Is channel 0 used exclusively as a control channel or would requests
be allowed on this channel?  Any idea on what the control messages
would look like?

>
> Channels allow for concurrency.  You can send requests/messages down
> multiple channels and process them independently. Messages on a single
> channel need to be processed in order though. This allows for both
> guaranteed order of execution (within a single channel) and greater
> concurrency (multiple channels).
>
> Streaming happens in 2 ways.

For streaming transfers, thoughts on optional compression codec
attachment to streaming channels?  It may be useful for IO-bound
applications, but if you're transferring files like avro object
container files that are already compressed - you'd need some extra
coordination (but maybe that's outside the problem domain).

>
> The first way is to flip the more flag on a message.
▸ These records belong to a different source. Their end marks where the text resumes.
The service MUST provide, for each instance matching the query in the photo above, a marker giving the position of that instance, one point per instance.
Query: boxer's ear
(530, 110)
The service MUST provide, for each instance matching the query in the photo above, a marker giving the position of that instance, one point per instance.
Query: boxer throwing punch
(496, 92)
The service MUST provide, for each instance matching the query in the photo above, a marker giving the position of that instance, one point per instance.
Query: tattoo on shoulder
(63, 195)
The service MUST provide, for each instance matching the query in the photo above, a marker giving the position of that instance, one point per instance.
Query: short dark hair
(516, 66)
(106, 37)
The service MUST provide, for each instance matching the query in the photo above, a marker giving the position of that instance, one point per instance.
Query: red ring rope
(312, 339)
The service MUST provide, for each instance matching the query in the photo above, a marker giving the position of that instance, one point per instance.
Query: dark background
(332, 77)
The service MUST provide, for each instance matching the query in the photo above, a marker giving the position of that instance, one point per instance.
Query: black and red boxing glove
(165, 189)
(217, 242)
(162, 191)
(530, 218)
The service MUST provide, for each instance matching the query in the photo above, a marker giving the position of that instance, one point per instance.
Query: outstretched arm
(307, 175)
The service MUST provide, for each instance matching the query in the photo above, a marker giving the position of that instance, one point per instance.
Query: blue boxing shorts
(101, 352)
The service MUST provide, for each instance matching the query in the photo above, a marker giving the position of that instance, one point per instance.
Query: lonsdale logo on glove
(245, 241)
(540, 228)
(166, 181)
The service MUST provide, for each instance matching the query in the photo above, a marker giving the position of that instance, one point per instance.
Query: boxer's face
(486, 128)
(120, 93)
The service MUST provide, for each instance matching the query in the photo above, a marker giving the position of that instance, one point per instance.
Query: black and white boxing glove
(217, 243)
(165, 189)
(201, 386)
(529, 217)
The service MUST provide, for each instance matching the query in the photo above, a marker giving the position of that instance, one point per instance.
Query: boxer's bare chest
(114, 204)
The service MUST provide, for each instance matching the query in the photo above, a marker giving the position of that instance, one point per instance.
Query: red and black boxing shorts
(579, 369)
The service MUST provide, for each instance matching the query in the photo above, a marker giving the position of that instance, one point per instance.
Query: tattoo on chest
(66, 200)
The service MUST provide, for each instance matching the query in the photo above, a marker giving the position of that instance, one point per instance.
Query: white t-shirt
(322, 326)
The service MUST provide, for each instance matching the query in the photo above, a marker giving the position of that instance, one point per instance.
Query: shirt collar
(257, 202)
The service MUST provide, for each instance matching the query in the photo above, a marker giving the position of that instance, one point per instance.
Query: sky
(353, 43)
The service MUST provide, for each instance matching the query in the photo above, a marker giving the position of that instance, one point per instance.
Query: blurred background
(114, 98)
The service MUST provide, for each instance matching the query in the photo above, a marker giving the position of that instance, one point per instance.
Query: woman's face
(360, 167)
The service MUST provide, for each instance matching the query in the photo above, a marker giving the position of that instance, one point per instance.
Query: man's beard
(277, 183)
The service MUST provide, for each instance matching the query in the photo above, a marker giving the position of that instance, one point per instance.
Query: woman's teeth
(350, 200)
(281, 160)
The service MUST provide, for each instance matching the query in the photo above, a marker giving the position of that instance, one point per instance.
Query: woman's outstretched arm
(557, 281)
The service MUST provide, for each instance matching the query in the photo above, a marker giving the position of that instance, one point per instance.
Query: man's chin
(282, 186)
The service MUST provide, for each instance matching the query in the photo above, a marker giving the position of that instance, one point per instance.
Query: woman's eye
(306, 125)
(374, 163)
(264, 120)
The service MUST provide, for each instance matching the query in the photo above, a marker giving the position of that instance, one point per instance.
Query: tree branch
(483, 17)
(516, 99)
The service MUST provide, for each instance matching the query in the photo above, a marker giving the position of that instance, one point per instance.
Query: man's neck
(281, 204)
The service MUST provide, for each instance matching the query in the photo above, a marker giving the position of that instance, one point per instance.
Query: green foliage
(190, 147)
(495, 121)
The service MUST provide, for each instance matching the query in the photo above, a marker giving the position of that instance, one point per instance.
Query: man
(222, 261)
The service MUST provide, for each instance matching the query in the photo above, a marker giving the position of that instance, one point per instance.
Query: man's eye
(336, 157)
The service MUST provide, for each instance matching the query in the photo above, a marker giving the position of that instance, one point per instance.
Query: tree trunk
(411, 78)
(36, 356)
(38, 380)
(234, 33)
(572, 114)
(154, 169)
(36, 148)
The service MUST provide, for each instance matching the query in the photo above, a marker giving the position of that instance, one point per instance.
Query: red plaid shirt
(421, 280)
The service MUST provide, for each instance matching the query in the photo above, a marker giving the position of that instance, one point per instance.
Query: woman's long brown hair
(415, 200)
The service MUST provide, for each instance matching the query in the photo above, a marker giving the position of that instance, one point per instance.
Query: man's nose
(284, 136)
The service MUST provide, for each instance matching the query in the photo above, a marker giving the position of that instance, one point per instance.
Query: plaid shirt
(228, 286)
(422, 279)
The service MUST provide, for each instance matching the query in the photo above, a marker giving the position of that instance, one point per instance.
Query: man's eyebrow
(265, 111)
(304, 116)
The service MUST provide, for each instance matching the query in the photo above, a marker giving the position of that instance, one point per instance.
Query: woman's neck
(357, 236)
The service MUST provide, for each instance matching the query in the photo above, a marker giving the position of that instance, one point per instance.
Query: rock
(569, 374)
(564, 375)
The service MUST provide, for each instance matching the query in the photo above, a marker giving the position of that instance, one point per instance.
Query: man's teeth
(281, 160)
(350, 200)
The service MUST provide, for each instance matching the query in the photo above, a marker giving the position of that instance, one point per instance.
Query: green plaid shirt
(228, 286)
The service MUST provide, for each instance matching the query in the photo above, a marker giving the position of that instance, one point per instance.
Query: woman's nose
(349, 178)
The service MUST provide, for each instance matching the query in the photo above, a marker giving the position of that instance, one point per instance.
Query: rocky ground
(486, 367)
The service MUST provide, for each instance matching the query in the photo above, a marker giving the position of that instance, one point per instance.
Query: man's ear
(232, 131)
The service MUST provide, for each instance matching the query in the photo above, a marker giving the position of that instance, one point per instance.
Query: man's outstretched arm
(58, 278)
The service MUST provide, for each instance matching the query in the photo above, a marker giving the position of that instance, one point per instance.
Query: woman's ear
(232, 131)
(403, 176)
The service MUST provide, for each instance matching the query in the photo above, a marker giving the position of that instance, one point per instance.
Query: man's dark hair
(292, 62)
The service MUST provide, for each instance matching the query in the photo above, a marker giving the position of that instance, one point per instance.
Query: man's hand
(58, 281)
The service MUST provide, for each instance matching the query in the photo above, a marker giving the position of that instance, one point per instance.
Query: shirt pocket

This means that the
> data has been broken up over multiple messages and you need to receive the
> whole thing before processing it.
>
> The second is to have multiple answers (followed by a null frame) to a
> single request message.  This allows you to process the data in a streaming
> fashion.  The only thing that this doesn't allow is to process the data
> being sent in a streaming fashion, but you could look at doing that by
> sending multiple request messages instead.
>
> Security and privacy can be handled by SASL.
>
> The RFC defines a number of ways in which you can detect buggy
> implementations of the protocol or invalid data being sent (framing /
> encoding violations).
>
> This should be pretty straight forward to implement, and as such (and since
> I need such a thing in the immediate future), I've already begun an
> implementation in C.
>
>  - Bruce
>
> On Wed, Apr 7, 2010 at 4:13 PM, Bruce Mitchener
> <br...@gmail.com>wrote:
>
>> I'm assuming that the goals of an optimized transport for Avro RPC are
>> something like the following:
>>
>>  * Framing should be efficient, easy to implement.
>>  * Streaming of large values, both as part of a request and as a response
>> is very important.
>>  * Being able to have multiple concurrent requests in flight, while also
>> being able to have ordering guarantees where desired is necessary.
>>  * It should be easy to implement this in Java, C, Python, Ruby, etc.
>>  * Security is or will be important. This security can include
>> authorization as well as privacy concerns.
>>
>> I'd like to see something based largely upon RFC 3080, with some
>> simplifications and extensions:
>>
>>     http://www.faqs.org/rfcs/rfc3080.html
>>
>> What does this get us?
>>
>>  * This system has mechanisms in place for streaming both a single large
>> message and breaking a single reply up into multiple answers, allowing for
>> pretty flexible streaming.  (You can even mix these by having an answer that
>> gets chunked itself.)
>>  * Concurrency is achieved by having multiple channels. Each channel
>> executes messages in order, so you have a good mechanism for sending
>> multiple things at once as well as maintaining ordering guarantees as
>> necessary.
>>  * Reporting errors is very clear as it is a separate response type.
>>  * It has already been specified pretty clearly and we'd just be evolving
>> that to something that more closely matches our needs.
>>  * It specifies sufficient data that you could implement this over
>> transports other than TCP, such as UDP.
>>
>> Changes, rough list:
>>
>>  * Use Avro-encoding for most things, so the encoding of a message would
>> become an Avro struct.
>>  * Lose profiles in the sense that they're used in that specification since
>> we're just exchanging Avro RPCs.
>>  * Do length prefixing rather than in the header, so that it is very
>> amenable to binary I/O at high volumes.
>>  * No XML stuff, just existing things like the Avro handshake, wrapped up
>> in messages.
>>  * For now, don't worry about things like flow control as expressed in RFC
>> 3081, mapping of 3080 to TCP.
>>  * Think about adding something for true one-way messages, but an empty
>> reply frame is probably sufficient, since that still allows reporting errors
>> if needed (or desired).
>>  * May well need some extensions for a more flexible security model.
>>  * Use Avro RPC stuff to encode the channel management commands on channel
>> 0 rather than XML.
>>
>> RFC 3117 (http://www.faqs.org/rfcs/rfc3117.html) goes into some of the
>> philosophy and thinking behind the design of RFC 3080.  Both are short and
>> easy reading.
>>
>>  - Bruce
>>
>>
>